From here on I continued going up and up again. And here I was having yet another dilemma. It was 3pm by now, and still 60 kilometers left to the town of Purmamarca, despite the fact that I had already cycled 60 kilometers that day. Once again, there was nothing in between, but a 15 kilometer climb up from 3000 to 4100 meters. I knew that once again I would not be able to make it, but I was thinking to just start the climb and camp somewhere along the way. As I started the climb I noticed it´s literally hairpin curves up carved into the rocks, and that, unless I was planning on camping right on the road, there would be nowhere to pitch the tent. Nor on the way up, nor on the 40 kilometers down. It is here that another pick up stopped and they told me that they had seen me leaving from Susques that morning. They told me that I had cycled so much today that I definitely would have to be very tired right now, and that they were more than happy to give me a lift to Purmamarca. I did not want to lift all the way, but ok.. I accepted a lift up the climb 😉 Cheating, once again. 15 kilometers later they left me on top of the pass and there I went… from 4100 meters down to 2400 meters over a distance of 40 kilometers. It was absolutely great!!!! The curves were insane and more than once I saw crosses next to the road of people who had lost control of their cars. Because it was getting late, there was hardly any traffic any more, which I thought was a good thing. And here I rolled into Purmamarca! A beautiful little town surrounded by the ´7 color hill´. Also here I had been back in 2009. Though cycling my way into town also had its charm!

 

 

 

Once again, using the IOverlander app I found a cheap little hostel with some other motorcyclists. And after a nice menu del dia and a shower I went to bed quite early. I knew the next day would involve more going down, as Salta was only at 1300 meters.

 

 

The next day I ate my breakfast and was so ready to go down to more vegetation and above all, warmer temperatures! 10 kilometers out of Salta I met an Argentine uncle/nephew couple and we were having a nice chat! They had been cycling for a month already and not even left Argentina! It´s just such a massive country! But they were excited to move into Bolivia soon.

After this I continued going down, and I started hearing birds, and crickets, and water, and it was nice and warm, and there were green trees and I was just soooooo happpy!! And finally I had oxygen to sing out loud with the songs on my phone and it was just great! I had planned on staying in Jujuy, but I arrived already there when it was 2pm. So I decided to continue and find a campsite (yes, in Argentina there are established campsites!). Various cyclists I had met had recommended me to not take the highway from Jujuy to Salta, but an alternative road called the Ruta Nacional 9. It was 10 kilometers longer, and definitely more up and down, but everyone said it was an absolutely beautiful road so who am I to decide otherwise. Though the campsite was fairly at the beginning of this route, it was indeed already beautiful. Very, very small, but with people cycling and rollerskating around it felt like a holiday destination.

I found the campsite, and they actually let me stay there for free 🙂 So it was like wildcamping, but with a shower 😉 Those are the wild campsites I like!
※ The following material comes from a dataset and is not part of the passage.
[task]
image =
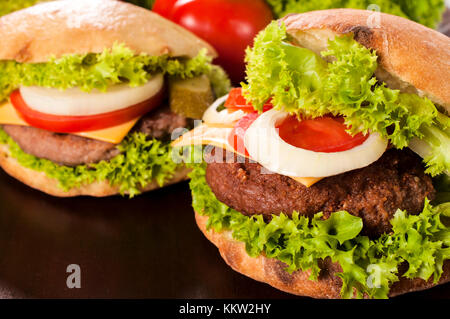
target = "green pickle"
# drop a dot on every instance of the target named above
(190, 97)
For a while it seemed like it was going to rain, but in the end the storm passed and I slept deliciously on the soft underground of grass (how much I had missed seeing simple things like grass).

The next morning I got up early, despite the fact there was only 70 kilometers left to Salta. But I wasn´t sure how hilly it would be. I have to say, it was an absolutely amazing ride! I was enjoying it só much! Little hills up and down, lots of forest, lakes, and the sporadic car or motorcycle enjoying this scenic route as well. I had read in a blog that a van couple had called it ´driving on a bicycle lane´, and given the fact that two cars could barely pass and there were about 200 hundred (without exaggerating) very closed curves, none of the other traffic could go much faster than 30 km/h. So the very few cars where of no bother at all either. I finally ended up in a little town La Caldera and had some lunch in a little comedor there. Now it was really just 20 kilometers rolling into Salta. The end of my cycling trip, and what an end!!